La reine et son escorte arrivèrent bientôt au pied de la montagne. Iels commencèrent à monter, mais l’autre litière, celle qui contenait lae démonx, pesait lourd, très lourd ; les porteurs s’épuisaient. La reine leur enjoignit de persévérer, mais bientôt, ils s’arrêtèrent, exténués, à bout de forces : pour sûr, ils ne pouvaient plus continuer à escalader le flanc de la montagne. La reine néanmoins continuait de vouloir garder lae démonx avec elle : elle ordonna aux porteurs de recommencer à porter, sans quoi elle les ferait condamner à mort à leur retour. Les porteurs remirent la charge sur leurs épaules, et tout à coup, leur fatigue étant telle, ils lâchèrent la litière : lae démonx en dégringola, on lae vit.
La reine fut alors stupéfaite. Au lieu d’ane horrible démonx, elle aperçut une femme resplendissante, aussi belle qu’une déesse.

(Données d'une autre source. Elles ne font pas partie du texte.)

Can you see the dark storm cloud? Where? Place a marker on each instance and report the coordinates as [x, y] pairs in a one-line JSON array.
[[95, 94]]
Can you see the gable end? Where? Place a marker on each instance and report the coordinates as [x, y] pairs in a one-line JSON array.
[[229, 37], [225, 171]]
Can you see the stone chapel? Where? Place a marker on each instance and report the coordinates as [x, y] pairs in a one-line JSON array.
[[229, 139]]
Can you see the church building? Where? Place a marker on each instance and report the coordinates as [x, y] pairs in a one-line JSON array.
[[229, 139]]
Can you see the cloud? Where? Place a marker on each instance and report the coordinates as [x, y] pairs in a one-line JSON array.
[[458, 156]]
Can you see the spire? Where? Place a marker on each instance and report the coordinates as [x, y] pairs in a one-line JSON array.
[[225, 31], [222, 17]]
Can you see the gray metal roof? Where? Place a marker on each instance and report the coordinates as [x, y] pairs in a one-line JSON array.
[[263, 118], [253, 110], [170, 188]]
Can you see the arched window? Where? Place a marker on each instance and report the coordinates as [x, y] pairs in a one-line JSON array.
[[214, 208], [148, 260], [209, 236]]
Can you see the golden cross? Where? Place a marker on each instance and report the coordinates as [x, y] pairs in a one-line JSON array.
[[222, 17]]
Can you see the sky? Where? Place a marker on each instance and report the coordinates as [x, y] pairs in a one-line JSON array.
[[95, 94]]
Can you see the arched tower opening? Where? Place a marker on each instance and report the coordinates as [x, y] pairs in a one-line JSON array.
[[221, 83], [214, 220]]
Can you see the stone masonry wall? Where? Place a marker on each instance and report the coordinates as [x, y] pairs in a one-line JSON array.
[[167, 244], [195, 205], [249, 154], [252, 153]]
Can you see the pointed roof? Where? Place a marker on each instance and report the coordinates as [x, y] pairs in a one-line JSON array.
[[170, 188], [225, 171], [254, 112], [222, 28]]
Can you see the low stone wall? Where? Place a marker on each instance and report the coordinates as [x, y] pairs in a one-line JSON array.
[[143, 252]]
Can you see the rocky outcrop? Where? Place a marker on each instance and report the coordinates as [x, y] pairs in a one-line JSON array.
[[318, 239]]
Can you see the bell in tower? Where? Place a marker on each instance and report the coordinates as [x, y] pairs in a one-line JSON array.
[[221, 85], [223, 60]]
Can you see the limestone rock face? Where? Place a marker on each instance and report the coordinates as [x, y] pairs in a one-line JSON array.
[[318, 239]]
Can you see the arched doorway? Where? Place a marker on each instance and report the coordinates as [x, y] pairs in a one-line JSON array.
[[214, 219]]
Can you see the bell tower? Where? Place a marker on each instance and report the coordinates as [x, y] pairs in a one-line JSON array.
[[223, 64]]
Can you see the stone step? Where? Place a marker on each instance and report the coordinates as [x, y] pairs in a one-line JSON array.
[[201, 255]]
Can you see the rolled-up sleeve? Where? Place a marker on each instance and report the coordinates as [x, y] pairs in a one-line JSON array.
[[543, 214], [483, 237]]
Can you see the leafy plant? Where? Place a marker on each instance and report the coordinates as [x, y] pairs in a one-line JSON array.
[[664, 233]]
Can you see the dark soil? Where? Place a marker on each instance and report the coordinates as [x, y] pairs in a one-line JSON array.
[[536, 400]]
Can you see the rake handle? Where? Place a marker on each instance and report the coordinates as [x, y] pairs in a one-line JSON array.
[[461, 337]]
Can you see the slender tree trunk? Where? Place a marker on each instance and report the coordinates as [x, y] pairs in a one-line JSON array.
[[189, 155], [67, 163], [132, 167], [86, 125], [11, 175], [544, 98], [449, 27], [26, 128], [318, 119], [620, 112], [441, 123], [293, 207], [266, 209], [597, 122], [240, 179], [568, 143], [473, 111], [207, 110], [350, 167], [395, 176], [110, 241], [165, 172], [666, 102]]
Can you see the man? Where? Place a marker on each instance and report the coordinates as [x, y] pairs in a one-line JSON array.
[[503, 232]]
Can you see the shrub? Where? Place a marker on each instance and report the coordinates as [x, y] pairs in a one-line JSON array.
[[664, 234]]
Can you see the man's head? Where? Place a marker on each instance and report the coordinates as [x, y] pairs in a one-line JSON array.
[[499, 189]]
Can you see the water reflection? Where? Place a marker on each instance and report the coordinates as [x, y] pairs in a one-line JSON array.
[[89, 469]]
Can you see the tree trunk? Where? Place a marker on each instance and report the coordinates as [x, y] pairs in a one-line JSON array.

Elle l’interrogea : « Comment se peut-il que tu sois aussi belle, moi qui t’ai toujours connue d’une laideur à faire trembler ? » La femme ne répondit pas ; elle lui prit la main, et la reine, et elle-même montèrent en haut de la montagne sans l’aide de personne.
Quand elles furent là-haut, la femme apparue dit à la reine : « Une chose m’a rendue belle : ton regard. Tu ne m’avais jamais vue que dans l’obscurité. C’est quand tu m’as vue dans la lumière, au sommet d’une montagne, prête à être offerte au ciel que je suis devenue belle. »
Et la reine à ces mots sentit qu’elle avait guéri de son mal. Elle fit de la femme apparue sa compagne, et elles ne se quittèrent plus jamais.